The Virginia General Assembly approved during the 2000 session the creation of the Commonwealth Technology Research Fund, a $13 million start-up fund to encourage federal and private investment in basic and applied research at Virginia public universities.

The Commonwealth will begin funding awards as early as July 1, and applicants can now begin submitting proposals. Grant-winning universities must match the awards, making the total value of the fund $26 million. Grants may range from $500,000 to $1.5 million.

"With the creation of this fund, the legislature has made a precedent-setting decision to directly support state university research," says Anita K. Jones, University Professor of Engineering and Computer Science and chair of the Virginia 2020 Science and Technology Planning Commission. Jones also co-chairs the governor's Virginia Research and Technology Advisory Commission.

She recently spoke about the fund on behalf of VRTAC during a meeting convened at U.Va. by the state Department of Planning and Budget.

"With the help of VRTAC, the fund has been crafted to be strategic in nature," Jones says. "It was created to help build long-term research infrastructure in Virginia's universities, to support basic and applied research, and to connect research with economic development. This is a real opportunity for our researchers, for our universities, and ultimately, for the economic strength of our state."

VRTAC identified several broad areas it considers of critical importance to economic growth in the Commonwealth: information technology and communications, biotechnology, bioinformatics, advanced materials and nanotechnology, and technology contributing to advanced manufacturing and biomanufacturing.
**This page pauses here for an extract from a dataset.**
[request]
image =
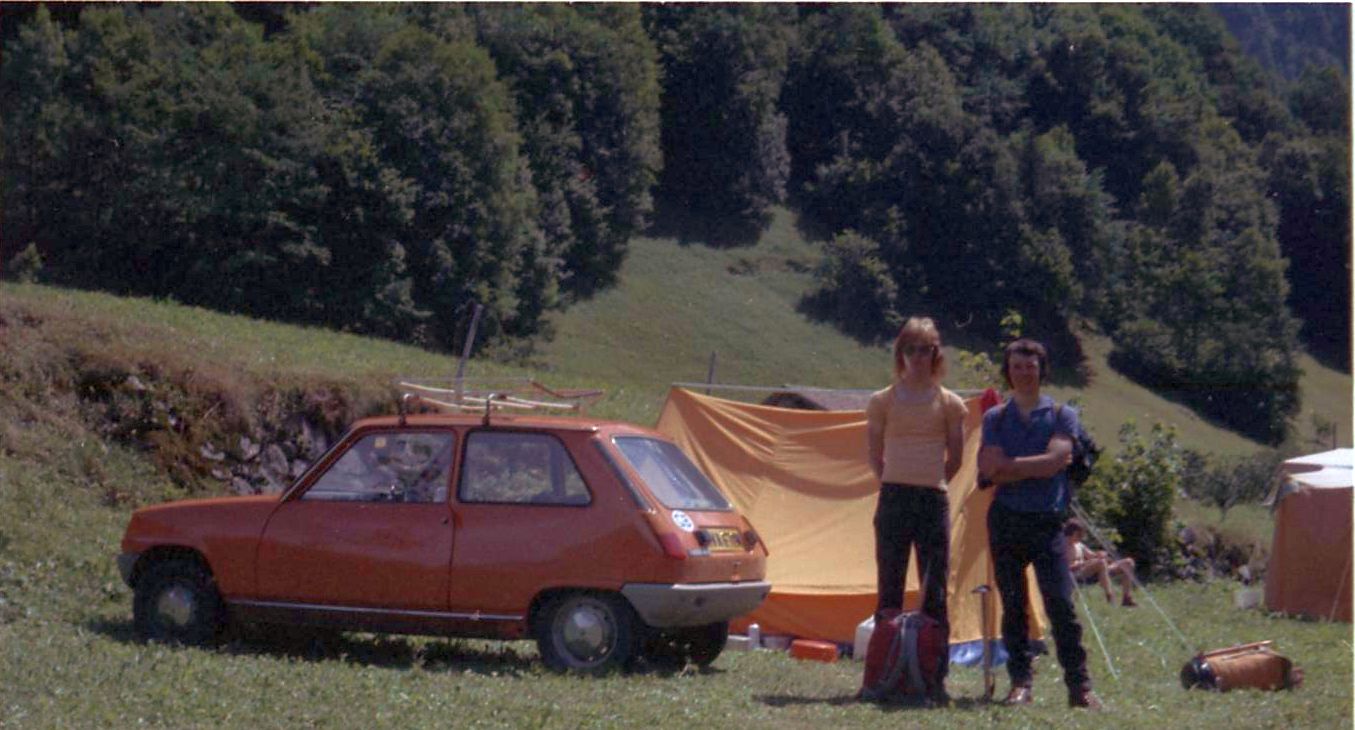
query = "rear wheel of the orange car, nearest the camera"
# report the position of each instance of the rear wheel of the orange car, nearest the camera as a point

The Commonwealth Technology Research Fund has three components, with each tied to the above areas: a matching funds program to leverage federal and private research dollars; a strategic academic enhancement program, to upgrade research capacity in academic departments in innovative technology fields with strong potential for contributing to economic development in Virginia; and an industry inducement program, to upgrade research capacity in key university departments in order to attract specific companies to locate or expand in Virginia. Awards from the fund will be based on the scientific merit and economic development potential of research programs in the fields of aerospace, biotechnology, energy, environmental and information technologies, high performance manufacturing, telecommunications and transportation.

Awards may also be made in other research fields if a strong case is made for the long-term economic development potential of the award.

A merit-based selection process will include input from VRTAC. In planning and administering the fund, the Department of Planning and Budget is working closely with Virginia's Center for Innovative Technology, the State Council of Higher Education for Virginia, the Virginia Economic Development Partnership, as well as VRTAC.